Eran mengawasinya cukup lama sampai-sampai Rayford mengira akan menerima lebih banyak sindiran, tetapi gadis itu justru menghampirinya dan berkata, "Ada dua hal yang bisa kusampaikan kepadamu dari pesta semalam."
"S-sungguh? Apa itu?" Rayford tidak menduga akan mendengarnya secepat ini. Secercah perasaan bersalah kembali terbit, walau Eran tak nampak akan menerima permintaan maafnya sekarang. Ia bahkan tidak memikirkannya. Ekspresi gadis itu terlampau netral dan datar untuk menunjukkan sisa kekesalannya semalam.

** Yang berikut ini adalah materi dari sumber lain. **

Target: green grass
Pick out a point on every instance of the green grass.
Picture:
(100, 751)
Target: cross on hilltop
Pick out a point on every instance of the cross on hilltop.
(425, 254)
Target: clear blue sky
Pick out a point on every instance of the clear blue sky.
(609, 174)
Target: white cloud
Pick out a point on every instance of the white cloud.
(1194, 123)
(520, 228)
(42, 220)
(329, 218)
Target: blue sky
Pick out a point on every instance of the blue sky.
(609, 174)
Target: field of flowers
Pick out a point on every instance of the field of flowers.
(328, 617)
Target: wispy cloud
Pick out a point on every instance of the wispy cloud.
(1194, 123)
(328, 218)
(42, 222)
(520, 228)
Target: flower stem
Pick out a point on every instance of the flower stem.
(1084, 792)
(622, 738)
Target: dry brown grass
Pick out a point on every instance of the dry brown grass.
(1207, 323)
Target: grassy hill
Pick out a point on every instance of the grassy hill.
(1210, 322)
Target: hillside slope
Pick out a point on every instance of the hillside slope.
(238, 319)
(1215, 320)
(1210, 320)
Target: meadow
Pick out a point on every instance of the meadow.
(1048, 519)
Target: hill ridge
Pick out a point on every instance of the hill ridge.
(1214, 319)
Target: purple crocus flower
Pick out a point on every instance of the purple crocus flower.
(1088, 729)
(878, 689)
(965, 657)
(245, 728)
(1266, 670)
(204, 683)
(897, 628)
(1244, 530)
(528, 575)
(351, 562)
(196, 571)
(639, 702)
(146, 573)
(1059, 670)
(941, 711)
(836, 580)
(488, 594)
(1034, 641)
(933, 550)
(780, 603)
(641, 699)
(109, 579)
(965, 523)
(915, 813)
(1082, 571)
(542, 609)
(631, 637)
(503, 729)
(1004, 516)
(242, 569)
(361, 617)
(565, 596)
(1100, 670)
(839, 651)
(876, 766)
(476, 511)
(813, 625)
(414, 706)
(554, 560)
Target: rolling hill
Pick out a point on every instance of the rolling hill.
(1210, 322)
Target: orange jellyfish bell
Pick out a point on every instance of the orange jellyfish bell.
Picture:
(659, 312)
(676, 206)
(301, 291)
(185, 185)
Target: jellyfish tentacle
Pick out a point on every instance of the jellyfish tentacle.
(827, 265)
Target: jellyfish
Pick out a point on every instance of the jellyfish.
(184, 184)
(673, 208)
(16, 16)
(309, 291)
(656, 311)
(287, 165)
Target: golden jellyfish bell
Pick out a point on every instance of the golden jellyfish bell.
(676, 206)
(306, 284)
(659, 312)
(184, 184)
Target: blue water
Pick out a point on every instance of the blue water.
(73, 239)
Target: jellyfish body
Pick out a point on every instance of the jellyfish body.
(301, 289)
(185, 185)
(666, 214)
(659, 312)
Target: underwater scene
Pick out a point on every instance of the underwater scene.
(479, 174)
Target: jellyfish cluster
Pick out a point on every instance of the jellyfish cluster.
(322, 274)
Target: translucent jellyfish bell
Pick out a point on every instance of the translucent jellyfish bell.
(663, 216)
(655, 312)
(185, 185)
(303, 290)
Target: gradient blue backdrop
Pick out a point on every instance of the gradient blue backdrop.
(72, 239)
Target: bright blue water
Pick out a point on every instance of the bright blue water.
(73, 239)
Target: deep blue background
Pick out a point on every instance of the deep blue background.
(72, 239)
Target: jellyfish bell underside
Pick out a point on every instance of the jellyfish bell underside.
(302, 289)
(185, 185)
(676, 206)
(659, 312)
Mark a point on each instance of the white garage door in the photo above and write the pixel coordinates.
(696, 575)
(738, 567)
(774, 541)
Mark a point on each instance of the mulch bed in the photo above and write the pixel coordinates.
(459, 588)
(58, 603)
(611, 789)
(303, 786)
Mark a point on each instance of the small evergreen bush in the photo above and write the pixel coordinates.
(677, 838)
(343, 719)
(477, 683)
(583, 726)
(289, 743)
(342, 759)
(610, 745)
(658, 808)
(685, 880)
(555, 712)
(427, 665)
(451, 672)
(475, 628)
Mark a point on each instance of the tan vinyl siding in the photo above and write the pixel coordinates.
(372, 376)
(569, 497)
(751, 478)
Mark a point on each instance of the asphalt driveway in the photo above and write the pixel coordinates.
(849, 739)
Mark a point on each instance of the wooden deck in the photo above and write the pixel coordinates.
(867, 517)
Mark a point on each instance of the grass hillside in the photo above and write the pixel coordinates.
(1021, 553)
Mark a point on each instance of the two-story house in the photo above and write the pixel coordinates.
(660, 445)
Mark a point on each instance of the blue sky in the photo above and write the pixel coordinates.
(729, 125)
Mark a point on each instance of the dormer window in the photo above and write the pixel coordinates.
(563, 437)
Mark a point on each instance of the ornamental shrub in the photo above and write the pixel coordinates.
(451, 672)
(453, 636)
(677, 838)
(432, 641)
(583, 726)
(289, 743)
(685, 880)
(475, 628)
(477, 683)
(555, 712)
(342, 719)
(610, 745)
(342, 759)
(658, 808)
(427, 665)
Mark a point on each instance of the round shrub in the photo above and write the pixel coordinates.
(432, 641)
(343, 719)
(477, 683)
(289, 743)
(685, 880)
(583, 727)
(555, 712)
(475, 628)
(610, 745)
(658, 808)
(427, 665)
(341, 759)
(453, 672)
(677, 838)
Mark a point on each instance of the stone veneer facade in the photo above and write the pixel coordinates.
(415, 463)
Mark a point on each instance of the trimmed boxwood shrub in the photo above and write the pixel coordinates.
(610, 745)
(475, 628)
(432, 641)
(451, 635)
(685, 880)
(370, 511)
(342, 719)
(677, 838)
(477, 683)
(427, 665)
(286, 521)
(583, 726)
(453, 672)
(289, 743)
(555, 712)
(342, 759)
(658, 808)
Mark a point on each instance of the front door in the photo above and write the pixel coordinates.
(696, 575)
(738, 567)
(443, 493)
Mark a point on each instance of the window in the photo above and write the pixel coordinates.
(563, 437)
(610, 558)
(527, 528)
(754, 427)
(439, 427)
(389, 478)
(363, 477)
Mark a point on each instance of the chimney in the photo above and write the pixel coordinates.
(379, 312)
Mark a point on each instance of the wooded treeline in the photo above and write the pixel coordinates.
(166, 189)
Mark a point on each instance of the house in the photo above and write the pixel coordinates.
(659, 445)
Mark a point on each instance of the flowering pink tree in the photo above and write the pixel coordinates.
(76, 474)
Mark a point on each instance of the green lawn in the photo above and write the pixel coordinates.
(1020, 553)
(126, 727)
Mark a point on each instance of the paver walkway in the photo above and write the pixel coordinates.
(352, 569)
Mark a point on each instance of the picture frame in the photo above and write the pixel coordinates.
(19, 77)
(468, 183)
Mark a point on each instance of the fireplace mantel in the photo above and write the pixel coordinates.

"Dari kelompok pertama. Ada seorang Cortessian di antara tamu, dan dari gelombang Energinya aku tahu ia bermarga Cortess tulen, entah siapa. Tetapi bukan itu yang penting. Pembawa beritanya bilang kalau para Cortessian 'perlu membereskan masalah internal', atau semacam itu, sebab baginya 'semua masalah di aliansi seolah berakar dari Cortess'. Dan, barangkali aku hanya berusaha mencocokkan saja, tetapi kupikir penculikan Kamilla sudah jelas ada hubungannya dengan Cortess, bukan klan-klan di luar dinasti itu. Lagipula Kamilla bukan bagian dari Aliansi Lima."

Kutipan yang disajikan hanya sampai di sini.